By Kathi Pelton
Did you know that in many instances in the Bible the word, “hope” can be translated to mean joyful expectation? To lose hope is to lose faith because as Hebrews 11:1 says,
Now faith is the assurance of what we hope for and the certainty of what we do not see.
It is not only good but it is essential to our souls to have joyful expectation for our life here and now. God has given each of us dreams, desires and hopes that bring us great joy as we expect their fulfillment. Someone that is very close to me has been facing a decade of infertility and I stand in continuous joyful expectation that she and her husband will conceive a child. Together we dream about this little promise, we have talked about it, bought items to prepare for it, she and her husband have picked out names—plans have been made in joyful expectation. This does not mean that there are not many tears, frustrations, disappointments and even the desire to stop hoping. But the hope continues, and this hope produces joyful expectation even amid deep heartache for them. I, too, faced years of infertility so I know the rollercoaster of joyful expectation only to be met by painful disappointments. The day that I held our adopted eleven-month-old daughter in my arms for the first time, I experienced a complete release from all the sorrows that came from the years of “hope deferred.” Then less than a year later I held my infant son who I gave birth to.
We are not guaranteed that every hope that we have will be fulfilled on this side of heaven but we do have a guarantee that the hope in our eternal promise will be fulfilled. Whether or not we see every fulfillment of hopes and dreams come to pass it is still essential to live in the place of joyful expectation. It is life to our souls and health to our hearts. The dreams that children have of becoming an astronaut or fireman nurture imagination and joyful expectation. Though they may never actually ride in a rocket ship this joyful childhood dream is necessary for their growth and for nurturing their hope in the unseen. We were created to dream big in joyful expectation. If we could retain this childlike posture, it would truly break off the posturing of settling for something less than God’s best for us.
“Now to Him who is able to do immeasurably more than all we ask or imagine, according to His power that is at work within us, to Him be glory in the church and in Christ Jesus throughout all generations, for ever and ever! Amen.” Ephesians 3:20-21
Often, we stop believing in the “more than we can ask or imagine.” Yet, children are proof that we are to dream of things that are bigger than what we have been able to imagine. I have rarely met a young child with small dreams—they have not been subject to all the things that we learn that cause us to limit our dreams by carnal knowledge.
Common sense can be a great enemy of dreams, but the wisdom of God causes us to enter a joyful expectation of seeing “Him who is able” to do more than we can ask or imagine. I truly believe that the quenching of joyful expectation through common sense or man’s wisdom is more dangerous to the human soul than most any other thing.
“Which of you, if your son asks for bread, will give him a stone? Or if he asks for a fish, will give him a snake? If you, then, though you are evil, know how to give good gifts to your children, how much more will your Father in heaven give good gifts to those who ask him!” Matthew 7:9-11
Shouldn’t we dream of flying rockets or bringing healing to the sick? Shouldn’t we renew the areas of joyful expectation that have been diluted by the wisdom of men? Yes!

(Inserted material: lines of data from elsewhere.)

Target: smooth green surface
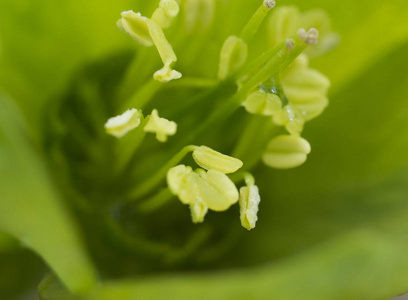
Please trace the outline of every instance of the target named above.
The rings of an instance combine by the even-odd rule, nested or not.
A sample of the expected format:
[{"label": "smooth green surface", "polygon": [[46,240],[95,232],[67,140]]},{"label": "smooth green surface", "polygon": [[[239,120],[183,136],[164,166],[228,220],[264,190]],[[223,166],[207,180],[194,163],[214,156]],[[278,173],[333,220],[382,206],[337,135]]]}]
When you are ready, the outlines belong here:
[{"label": "smooth green surface", "polygon": [[74,292],[96,276],[13,102],[0,94],[0,231],[44,258]]}]

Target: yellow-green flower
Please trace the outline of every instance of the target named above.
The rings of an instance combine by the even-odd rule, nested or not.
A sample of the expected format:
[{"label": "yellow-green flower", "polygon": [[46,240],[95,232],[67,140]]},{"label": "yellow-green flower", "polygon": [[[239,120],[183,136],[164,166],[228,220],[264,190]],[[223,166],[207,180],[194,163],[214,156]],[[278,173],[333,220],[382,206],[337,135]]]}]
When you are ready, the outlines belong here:
[{"label": "yellow-green flower", "polygon": [[407,17],[0,1],[0,298],[407,292]]}]

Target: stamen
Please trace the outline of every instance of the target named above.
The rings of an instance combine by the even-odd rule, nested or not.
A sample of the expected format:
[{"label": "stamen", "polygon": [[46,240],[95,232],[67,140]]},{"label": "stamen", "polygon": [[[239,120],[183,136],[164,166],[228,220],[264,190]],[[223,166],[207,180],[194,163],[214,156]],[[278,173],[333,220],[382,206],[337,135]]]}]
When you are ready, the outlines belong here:
[{"label": "stamen", "polygon": [[139,110],[129,109],[119,116],[110,118],[105,123],[106,132],[114,137],[121,138],[130,130],[139,126],[142,116]]},{"label": "stamen", "polygon": [[311,28],[308,31],[308,36],[305,41],[306,44],[308,45],[316,45],[319,41],[319,31],[315,28]]},{"label": "stamen", "polygon": [[206,170],[218,170],[224,174],[234,173],[243,165],[239,159],[206,146],[197,147],[193,152],[193,158],[200,167]]},{"label": "stamen", "polygon": [[170,191],[189,204],[194,223],[204,220],[208,209],[225,211],[238,201],[238,190],[227,175],[216,170],[205,172],[179,165],[167,172]]},{"label": "stamen", "polygon": [[122,12],[121,16],[122,18],[116,22],[116,25],[121,31],[130,35],[136,42],[143,46],[153,46],[153,41],[150,38],[149,29],[146,25],[146,17],[132,10]]},{"label": "stamen", "polygon": [[261,197],[253,176],[246,174],[245,177],[247,186],[243,186],[239,190],[240,218],[242,227],[251,230],[255,228],[256,221],[258,221],[257,214]]},{"label": "stamen", "polygon": [[285,46],[286,46],[286,49],[288,49],[289,51],[292,51],[293,49],[295,49],[296,44],[295,44],[294,39],[287,39],[285,42]]},{"label": "stamen", "polygon": [[319,31],[316,28],[310,28],[308,32],[304,28],[300,28],[297,35],[300,40],[308,45],[316,45],[319,41]]},{"label": "stamen", "polygon": [[177,61],[177,56],[173,51],[173,47],[167,41],[162,28],[155,21],[150,19],[146,20],[146,24],[164,64],[164,67],[154,74],[154,79],[160,82],[168,82],[172,79],[180,78],[181,73],[171,69]]},{"label": "stamen", "polygon": [[178,15],[179,11],[180,7],[176,1],[161,0],[159,7],[152,15],[152,20],[159,24],[161,28],[169,28],[172,19]]},{"label": "stamen", "polygon": [[271,8],[274,8],[274,7],[275,7],[276,2],[275,2],[275,0],[264,0],[263,5],[264,5],[266,8],[271,9]]},{"label": "stamen", "polygon": [[297,32],[297,36],[299,37],[299,39],[301,39],[302,41],[305,41],[307,39],[307,32],[306,29],[304,28],[300,28]]},{"label": "stamen", "polygon": [[293,135],[280,135],[269,142],[262,160],[272,168],[291,169],[302,165],[310,150],[310,144],[305,139]]},{"label": "stamen", "polygon": [[176,134],[177,124],[165,118],[160,118],[157,109],[153,109],[150,119],[143,130],[156,133],[157,140],[164,143],[167,141],[167,136]]},{"label": "stamen", "polygon": [[275,7],[275,5],[276,3],[273,0],[263,1],[263,4],[252,15],[251,19],[248,21],[241,32],[240,36],[245,42],[248,43],[254,37],[262,21],[268,15],[269,11]]}]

When my husband and I began the journey to adopt our oldest daughter, we were young and so full of joyful expectation that we said yes to a journey that was presented to us as “impossible in the eyes of men.” The chances of us adopting this baby girl was truly impossible in the natural realm—judges told us that we did not have a prayer, social workers told us that there was no way for us to become her parents, even Christians looked at us as if we were a desperate young couple that was immature and foolish in our faith and hope. Yet, I had heard my Father’s voice that said, “Trust me and go forth in faith.” Numerous times along the path we hit walls that confirmed the natural impossibility that we were facing, but the Father continued to say, “Only believe.” Nine months later, by unheard of miracles and out of the faith of joyful expectation, we held her in our arms and took her home as our daughter.
I often wonder if God asked me today (thirty years later) the same thing, if I would be as quick to give my yes? Have I “matured” to the point that I’ve lost the joyful expectation that would venture on such an impossible journey with the hope of God fulfilling what he spoke to my heart? Have I matured in the ways of the world or in human understanding or what we call “common sense?” May it never be so!
It is time for us to return to the God “who is able to do above and beyond all that we can ask or imagine” and enter the childlike joyful expectation that we had when we first began walking with him.
“And by faith even Sarah, who was past childbearing age, was enabled to bear children because she[a] considered him faithful who had made the promise.” Hebrews 11:11
“Father, today I ask you to restore the childlike faith and joyful expectation to me. I declare that every place in my heart and soul that has become diluted by common sense or the wisdom of men would now receive a full restoration of hope and joy. I proclaim today that you are the God who is able to do more than I can ask or imagine! I will not settle for less than the miraculous. I will no longer limit my dreams because those limitations have diluted my joy and expectation of doing the greater things.